Short description. The following basic chapters of numerical methods are considering: interpolation, approximation in normalized spaces, numerical differentiation, numerical integration, numerical solution of nonlinear equations, numerical methods for Cauchy problem, numerical solution of boundary value problems for ordinary differential equations, numerical solution of integral equations, numerical solution of boundary value problems for partial differential equations. The main attention is concentrated on rigorous problems statement, the investigation of their well-possedness, the ideas of method building, the proof of convergence and the error estimate. The study is based on the knowledge of mathematical and functional analysis, linear algebra etc.
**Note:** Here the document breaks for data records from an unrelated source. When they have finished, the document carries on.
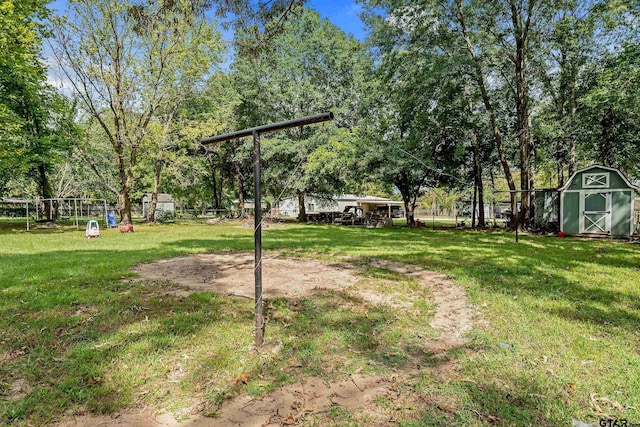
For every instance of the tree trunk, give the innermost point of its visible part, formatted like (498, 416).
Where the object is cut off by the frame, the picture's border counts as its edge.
(478, 176)
(214, 181)
(151, 215)
(493, 201)
(475, 194)
(497, 135)
(50, 206)
(302, 216)
(520, 33)
(241, 197)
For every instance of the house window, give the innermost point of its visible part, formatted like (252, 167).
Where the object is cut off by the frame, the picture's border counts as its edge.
(595, 180)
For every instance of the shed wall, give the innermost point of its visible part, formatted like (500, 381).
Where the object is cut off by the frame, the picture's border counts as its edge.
(621, 213)
(571, 213)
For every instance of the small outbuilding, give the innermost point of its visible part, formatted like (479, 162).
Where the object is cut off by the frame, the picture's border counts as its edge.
(597, 201)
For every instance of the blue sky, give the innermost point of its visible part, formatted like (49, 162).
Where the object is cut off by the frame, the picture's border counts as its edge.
(342, 13)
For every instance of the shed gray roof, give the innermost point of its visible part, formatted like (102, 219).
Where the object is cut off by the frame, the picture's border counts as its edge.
(598, 167)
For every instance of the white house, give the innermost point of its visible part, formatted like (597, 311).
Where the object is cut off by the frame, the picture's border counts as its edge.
(317, 204)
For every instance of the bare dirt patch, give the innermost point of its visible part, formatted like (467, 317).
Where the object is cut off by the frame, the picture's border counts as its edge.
(233, 274)
(311, 397)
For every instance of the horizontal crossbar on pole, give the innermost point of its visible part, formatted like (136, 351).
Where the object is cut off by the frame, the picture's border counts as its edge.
(316, 118)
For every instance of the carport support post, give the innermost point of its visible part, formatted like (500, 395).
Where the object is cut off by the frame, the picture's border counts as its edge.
(257, 236)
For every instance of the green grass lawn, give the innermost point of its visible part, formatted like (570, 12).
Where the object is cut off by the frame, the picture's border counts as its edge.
(557, 336)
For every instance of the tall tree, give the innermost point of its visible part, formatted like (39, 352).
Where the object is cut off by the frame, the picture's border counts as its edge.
(313, 67)
(123, 59)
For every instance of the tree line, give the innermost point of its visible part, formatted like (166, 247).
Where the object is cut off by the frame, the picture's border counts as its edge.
(455, 94)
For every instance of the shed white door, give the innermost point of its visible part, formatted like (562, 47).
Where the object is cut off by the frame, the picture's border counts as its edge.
(595, 208)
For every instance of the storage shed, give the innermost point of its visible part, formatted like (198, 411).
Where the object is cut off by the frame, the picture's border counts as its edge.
(597, 201)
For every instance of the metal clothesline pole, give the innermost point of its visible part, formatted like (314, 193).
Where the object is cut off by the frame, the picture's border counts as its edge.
(257, 232)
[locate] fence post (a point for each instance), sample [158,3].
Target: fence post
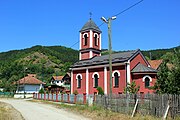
[68,98]
[33,95]
[56,97]
[84,98]
[44,96]
[75,97]
[61,97]
[52,97]
[38,96]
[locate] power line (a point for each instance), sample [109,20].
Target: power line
[115,15]
[74,44]
[128,8]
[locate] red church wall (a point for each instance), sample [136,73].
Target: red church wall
[100,71]
[122,80]
[82,89]
[136,60]
[84,55]
[94,46]
[139,81]
[82,41]
[96,54]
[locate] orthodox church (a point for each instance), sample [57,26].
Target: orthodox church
[92,69]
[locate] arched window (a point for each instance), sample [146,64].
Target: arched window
[147,82]
[95,40]
[116,75]
[95,79]
[147,79]
[85,39]
[78,78]
[116,79]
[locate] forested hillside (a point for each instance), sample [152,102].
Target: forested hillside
[46,61]
[41,60]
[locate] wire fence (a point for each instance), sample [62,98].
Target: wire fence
[6,94]
[148,104]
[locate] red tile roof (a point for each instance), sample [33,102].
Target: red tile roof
[155,63]
[30,79]
[58,77]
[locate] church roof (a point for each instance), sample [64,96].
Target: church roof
[142,68]
[30,79]
[99,60]
[155,63]
[90,25]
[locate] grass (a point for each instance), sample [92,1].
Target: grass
[97,113]
[7,112]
Objects. To be familiar with basic numerical methods including their theoretical analysis and algorithmic aspects.
As result after the study student must
- know: numerical methods of: analysis, solution of nonlinear equations and systems, Cauchy problems and boundary value problems for ordinary differential equations, boundary value problems for partial differential equations;
- be able: to choose and to apply numerical methods for the solution of various applied problems, to analyze their convergence and to estimate their error, to build own program products.